Dr Clayton, IME for the applicant provides a report in which he attributes the accepted need for surgery to both the injury suffered with the first and second respondents. The difficulty with Dr Clayton’s view is, however, that he ascribes the second respondent's liability as follows:
“In my opinion, Mr Powell's employment over the 15 years between 2005 and 2020 involving hard labouring on a concrete floor has likely caused an aggravation or acceleration of the arthritis in his left knee….
The requirement for a knee replacement currently is due to the injury in 2000 and the aggravation of the osteoarthritis. This has contributed to a lesser extent, however, still to some significance by his employment with Ingharms Chickens. If it was not for the employment in both cases, and especially the injury in 2000, it is unlikely he would have required a knee replacement at this stage of his life."

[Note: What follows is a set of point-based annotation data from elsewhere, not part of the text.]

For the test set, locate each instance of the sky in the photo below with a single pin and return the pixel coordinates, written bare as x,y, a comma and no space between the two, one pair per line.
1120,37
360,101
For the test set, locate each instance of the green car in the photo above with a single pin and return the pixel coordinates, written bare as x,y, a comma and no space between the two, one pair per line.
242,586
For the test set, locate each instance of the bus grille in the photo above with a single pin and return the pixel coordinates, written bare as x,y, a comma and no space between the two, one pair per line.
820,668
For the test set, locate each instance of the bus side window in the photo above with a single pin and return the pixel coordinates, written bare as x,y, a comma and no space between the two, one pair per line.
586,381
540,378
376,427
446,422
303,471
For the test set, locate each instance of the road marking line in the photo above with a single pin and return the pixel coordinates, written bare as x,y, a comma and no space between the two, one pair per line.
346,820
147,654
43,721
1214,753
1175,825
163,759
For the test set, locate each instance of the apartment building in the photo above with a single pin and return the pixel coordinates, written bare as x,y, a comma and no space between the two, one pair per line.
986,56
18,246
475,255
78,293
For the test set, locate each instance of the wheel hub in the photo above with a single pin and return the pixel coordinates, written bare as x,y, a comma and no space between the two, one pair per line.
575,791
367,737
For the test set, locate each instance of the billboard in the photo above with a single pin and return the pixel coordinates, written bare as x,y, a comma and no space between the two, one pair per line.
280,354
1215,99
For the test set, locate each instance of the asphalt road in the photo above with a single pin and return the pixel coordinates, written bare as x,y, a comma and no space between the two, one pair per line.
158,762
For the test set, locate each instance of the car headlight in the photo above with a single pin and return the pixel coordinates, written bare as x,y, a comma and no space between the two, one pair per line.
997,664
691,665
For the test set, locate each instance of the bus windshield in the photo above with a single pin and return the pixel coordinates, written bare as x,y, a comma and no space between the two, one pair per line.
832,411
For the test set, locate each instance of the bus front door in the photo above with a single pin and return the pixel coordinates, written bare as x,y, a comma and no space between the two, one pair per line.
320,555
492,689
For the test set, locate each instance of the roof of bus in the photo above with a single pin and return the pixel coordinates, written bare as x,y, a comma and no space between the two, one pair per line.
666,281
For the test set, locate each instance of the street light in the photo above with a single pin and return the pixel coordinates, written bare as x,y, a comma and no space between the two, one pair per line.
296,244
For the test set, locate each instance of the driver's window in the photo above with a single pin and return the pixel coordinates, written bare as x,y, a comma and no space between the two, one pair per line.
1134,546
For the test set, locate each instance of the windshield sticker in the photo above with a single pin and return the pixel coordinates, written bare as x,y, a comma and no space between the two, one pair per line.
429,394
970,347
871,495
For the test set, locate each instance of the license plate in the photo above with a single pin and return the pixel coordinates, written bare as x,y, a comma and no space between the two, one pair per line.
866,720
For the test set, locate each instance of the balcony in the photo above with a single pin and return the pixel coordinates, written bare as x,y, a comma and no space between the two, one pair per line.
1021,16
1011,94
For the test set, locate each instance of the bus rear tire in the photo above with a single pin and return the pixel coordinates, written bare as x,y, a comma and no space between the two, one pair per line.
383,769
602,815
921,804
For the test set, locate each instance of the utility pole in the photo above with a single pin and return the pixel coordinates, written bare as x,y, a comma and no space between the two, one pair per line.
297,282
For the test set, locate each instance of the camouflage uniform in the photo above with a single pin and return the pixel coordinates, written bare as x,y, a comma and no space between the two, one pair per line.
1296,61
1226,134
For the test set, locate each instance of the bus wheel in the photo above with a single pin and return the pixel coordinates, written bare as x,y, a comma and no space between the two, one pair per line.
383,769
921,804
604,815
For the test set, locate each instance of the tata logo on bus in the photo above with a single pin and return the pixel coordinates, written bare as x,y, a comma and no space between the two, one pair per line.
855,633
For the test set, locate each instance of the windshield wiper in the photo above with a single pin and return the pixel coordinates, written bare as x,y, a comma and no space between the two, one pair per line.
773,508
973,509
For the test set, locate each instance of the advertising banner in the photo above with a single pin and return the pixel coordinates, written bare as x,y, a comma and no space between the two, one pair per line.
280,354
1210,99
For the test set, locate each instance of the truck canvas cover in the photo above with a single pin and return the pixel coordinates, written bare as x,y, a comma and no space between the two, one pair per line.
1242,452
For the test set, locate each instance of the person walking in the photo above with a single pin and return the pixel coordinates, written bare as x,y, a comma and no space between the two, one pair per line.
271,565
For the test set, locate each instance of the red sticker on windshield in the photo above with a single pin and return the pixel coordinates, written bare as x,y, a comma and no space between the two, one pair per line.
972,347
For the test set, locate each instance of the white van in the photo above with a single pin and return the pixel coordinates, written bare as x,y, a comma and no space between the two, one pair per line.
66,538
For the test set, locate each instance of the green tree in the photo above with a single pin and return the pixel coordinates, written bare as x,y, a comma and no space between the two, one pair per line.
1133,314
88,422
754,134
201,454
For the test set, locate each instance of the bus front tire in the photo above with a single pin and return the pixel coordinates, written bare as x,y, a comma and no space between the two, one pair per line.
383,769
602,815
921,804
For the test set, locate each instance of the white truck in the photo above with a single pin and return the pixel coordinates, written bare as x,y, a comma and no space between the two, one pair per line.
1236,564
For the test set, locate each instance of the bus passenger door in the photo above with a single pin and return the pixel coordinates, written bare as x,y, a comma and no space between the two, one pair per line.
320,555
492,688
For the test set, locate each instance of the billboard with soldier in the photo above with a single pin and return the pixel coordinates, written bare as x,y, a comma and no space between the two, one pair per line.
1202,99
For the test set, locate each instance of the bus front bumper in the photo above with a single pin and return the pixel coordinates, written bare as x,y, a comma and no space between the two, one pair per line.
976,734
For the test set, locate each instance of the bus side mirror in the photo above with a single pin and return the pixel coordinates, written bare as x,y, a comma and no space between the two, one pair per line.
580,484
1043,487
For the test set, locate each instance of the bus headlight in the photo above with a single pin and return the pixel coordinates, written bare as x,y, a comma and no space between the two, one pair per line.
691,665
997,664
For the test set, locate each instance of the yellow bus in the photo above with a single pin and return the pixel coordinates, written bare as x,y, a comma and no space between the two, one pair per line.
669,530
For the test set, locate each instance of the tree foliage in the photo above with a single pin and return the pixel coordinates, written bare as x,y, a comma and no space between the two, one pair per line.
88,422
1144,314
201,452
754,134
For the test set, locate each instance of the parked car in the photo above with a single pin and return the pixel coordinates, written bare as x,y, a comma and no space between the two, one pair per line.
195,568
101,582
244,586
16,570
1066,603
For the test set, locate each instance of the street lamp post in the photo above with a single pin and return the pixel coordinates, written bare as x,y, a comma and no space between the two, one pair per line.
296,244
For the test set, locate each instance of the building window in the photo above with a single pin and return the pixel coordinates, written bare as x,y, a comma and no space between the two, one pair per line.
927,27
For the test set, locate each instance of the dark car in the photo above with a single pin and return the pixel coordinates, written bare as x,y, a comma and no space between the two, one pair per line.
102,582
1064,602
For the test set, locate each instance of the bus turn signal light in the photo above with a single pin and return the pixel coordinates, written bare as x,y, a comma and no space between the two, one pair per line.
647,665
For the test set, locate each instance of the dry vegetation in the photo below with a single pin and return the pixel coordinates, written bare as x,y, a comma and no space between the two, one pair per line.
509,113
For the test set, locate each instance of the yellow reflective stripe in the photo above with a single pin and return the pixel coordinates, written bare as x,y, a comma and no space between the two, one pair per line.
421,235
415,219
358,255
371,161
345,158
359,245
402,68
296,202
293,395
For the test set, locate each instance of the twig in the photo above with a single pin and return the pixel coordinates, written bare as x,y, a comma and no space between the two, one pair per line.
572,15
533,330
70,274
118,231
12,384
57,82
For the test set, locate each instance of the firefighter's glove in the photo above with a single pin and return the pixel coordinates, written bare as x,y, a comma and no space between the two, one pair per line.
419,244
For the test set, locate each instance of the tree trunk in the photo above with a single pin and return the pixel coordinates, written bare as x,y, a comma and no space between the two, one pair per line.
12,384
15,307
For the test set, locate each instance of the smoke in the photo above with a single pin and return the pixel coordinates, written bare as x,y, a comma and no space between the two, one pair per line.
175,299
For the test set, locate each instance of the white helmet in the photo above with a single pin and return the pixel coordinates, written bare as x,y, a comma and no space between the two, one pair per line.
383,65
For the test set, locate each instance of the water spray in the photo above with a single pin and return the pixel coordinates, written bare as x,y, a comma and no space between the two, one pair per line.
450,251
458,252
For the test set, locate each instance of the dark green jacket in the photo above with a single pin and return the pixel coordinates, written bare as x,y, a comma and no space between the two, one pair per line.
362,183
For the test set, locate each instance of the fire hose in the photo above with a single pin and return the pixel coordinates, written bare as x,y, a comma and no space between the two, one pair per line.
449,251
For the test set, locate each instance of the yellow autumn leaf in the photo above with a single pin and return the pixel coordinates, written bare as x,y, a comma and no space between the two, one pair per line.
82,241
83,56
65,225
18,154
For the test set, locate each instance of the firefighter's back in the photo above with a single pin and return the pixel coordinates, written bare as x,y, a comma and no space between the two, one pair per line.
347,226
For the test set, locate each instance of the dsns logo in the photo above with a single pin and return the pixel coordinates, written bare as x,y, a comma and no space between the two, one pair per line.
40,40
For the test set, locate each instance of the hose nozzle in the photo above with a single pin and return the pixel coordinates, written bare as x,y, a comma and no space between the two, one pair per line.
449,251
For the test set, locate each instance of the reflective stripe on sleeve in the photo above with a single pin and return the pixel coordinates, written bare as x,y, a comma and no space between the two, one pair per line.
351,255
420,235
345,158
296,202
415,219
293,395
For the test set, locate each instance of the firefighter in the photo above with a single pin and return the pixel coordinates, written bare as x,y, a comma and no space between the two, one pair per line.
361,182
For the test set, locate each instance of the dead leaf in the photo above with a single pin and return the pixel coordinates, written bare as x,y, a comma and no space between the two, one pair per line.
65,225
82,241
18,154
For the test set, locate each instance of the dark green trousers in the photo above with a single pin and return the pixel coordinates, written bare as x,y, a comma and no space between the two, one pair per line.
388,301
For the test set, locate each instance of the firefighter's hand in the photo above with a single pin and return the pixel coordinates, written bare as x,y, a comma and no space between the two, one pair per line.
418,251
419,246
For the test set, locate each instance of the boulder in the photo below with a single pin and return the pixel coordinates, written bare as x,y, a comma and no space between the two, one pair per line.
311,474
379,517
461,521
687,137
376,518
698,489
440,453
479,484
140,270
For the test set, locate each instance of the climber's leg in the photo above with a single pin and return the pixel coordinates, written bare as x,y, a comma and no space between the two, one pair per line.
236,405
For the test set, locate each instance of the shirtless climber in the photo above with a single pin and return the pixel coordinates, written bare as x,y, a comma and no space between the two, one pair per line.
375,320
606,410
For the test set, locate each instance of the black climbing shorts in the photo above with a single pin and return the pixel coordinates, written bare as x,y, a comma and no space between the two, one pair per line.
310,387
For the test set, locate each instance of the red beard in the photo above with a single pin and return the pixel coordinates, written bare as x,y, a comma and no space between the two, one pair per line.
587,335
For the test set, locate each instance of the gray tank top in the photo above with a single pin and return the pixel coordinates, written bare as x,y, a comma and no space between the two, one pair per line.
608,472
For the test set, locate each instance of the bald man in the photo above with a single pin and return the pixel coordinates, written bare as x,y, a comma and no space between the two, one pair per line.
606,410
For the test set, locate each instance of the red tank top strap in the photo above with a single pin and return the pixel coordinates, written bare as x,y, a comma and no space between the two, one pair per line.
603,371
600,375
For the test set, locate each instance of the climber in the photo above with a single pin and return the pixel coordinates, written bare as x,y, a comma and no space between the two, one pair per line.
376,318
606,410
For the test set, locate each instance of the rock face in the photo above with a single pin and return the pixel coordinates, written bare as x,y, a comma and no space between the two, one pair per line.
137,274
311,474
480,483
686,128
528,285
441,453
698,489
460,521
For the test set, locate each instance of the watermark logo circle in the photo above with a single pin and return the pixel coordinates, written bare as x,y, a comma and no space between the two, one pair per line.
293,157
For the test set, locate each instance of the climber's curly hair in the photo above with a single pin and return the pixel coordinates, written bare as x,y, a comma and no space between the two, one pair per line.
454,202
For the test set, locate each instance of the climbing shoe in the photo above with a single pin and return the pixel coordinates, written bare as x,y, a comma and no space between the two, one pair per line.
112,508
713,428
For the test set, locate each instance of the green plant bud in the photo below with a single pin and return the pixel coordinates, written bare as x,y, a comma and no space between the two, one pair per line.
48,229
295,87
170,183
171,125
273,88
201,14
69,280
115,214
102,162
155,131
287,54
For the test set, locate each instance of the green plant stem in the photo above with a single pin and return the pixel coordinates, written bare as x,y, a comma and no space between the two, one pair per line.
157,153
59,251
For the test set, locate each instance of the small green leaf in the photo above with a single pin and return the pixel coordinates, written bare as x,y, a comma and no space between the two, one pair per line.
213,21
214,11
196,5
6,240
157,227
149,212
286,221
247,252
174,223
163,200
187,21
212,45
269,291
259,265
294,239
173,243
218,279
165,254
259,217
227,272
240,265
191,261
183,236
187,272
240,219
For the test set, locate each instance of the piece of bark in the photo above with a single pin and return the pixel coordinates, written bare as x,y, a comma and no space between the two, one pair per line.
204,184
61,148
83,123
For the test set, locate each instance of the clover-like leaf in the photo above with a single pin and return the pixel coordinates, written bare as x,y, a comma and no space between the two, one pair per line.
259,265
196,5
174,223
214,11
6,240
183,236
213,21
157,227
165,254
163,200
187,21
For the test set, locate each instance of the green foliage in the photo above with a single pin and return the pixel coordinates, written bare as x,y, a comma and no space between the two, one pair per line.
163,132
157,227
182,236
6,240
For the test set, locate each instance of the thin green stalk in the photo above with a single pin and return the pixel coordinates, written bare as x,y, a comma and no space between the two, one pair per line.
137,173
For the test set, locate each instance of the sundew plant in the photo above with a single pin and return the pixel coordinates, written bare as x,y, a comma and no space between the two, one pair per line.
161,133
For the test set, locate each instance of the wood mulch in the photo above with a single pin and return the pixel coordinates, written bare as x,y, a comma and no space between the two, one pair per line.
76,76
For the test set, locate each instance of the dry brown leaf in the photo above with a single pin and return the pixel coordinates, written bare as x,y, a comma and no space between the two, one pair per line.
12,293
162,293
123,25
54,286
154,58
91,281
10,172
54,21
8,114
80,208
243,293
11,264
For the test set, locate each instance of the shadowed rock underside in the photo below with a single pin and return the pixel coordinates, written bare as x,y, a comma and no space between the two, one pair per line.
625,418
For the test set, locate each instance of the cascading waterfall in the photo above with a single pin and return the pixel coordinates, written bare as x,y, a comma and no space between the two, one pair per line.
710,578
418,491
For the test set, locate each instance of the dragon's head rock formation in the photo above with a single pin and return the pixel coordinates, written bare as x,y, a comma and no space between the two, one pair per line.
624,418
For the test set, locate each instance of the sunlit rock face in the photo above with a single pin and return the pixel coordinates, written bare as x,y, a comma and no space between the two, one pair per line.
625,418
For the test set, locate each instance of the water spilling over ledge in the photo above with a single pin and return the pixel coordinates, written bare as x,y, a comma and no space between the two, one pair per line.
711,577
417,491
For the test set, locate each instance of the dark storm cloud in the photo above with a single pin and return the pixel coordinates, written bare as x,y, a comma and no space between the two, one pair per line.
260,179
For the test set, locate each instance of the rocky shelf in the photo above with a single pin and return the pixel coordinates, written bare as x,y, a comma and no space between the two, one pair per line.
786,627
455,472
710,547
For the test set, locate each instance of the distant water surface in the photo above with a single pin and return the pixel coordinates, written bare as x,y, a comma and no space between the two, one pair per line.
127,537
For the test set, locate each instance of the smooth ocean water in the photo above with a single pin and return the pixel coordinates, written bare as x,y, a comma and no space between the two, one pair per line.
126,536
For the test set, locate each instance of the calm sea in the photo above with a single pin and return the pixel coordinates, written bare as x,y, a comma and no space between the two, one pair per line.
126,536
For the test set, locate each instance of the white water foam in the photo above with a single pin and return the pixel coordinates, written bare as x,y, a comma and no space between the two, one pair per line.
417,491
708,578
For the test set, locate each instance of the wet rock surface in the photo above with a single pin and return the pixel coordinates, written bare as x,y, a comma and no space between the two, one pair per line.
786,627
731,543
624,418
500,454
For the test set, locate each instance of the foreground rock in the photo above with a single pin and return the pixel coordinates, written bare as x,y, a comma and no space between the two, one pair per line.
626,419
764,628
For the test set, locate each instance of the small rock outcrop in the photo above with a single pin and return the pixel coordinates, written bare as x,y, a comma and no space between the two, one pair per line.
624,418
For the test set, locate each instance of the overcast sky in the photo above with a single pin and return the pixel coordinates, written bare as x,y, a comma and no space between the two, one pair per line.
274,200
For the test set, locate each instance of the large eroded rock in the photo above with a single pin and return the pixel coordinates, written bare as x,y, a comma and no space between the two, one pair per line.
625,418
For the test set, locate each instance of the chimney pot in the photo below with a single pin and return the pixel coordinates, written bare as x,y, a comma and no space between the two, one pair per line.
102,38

The difficulty with Dr Clayton's opinion is that he takes an incorrect history of the nature and extent of the applicant's duties with the second respondent. The applicant's own statement, as already recorded in these reasons above, does not reveal a history of hard labour on concrete floors. Rather, the applicant's duties involved mostly standing for some extended periods and travelling up and down stairs from time to time in the course of his employment. He does, however, have to do quite a bit of plumbing work and to get down on his knees to do it however, even Dr Clayton does not refer to these duties as being the cause of the applicant’s symptoms. Rather, Dr Clayton says the applicant has undergone a 15-year history of “hard labour". The evidence does not bear this out. For this reason, I reject the portion of Dr Clayton's report which describes causation to the applicant’s employment with the second respondent
SUMMARY
For these reasons, it follows that the need for the proposed surgery has come about as a result of the injury suffered by the applicant in the course of his employment with the first respondent, and as such, the Commission will make the findings and orders as set out on page 1 of the certificate of determination.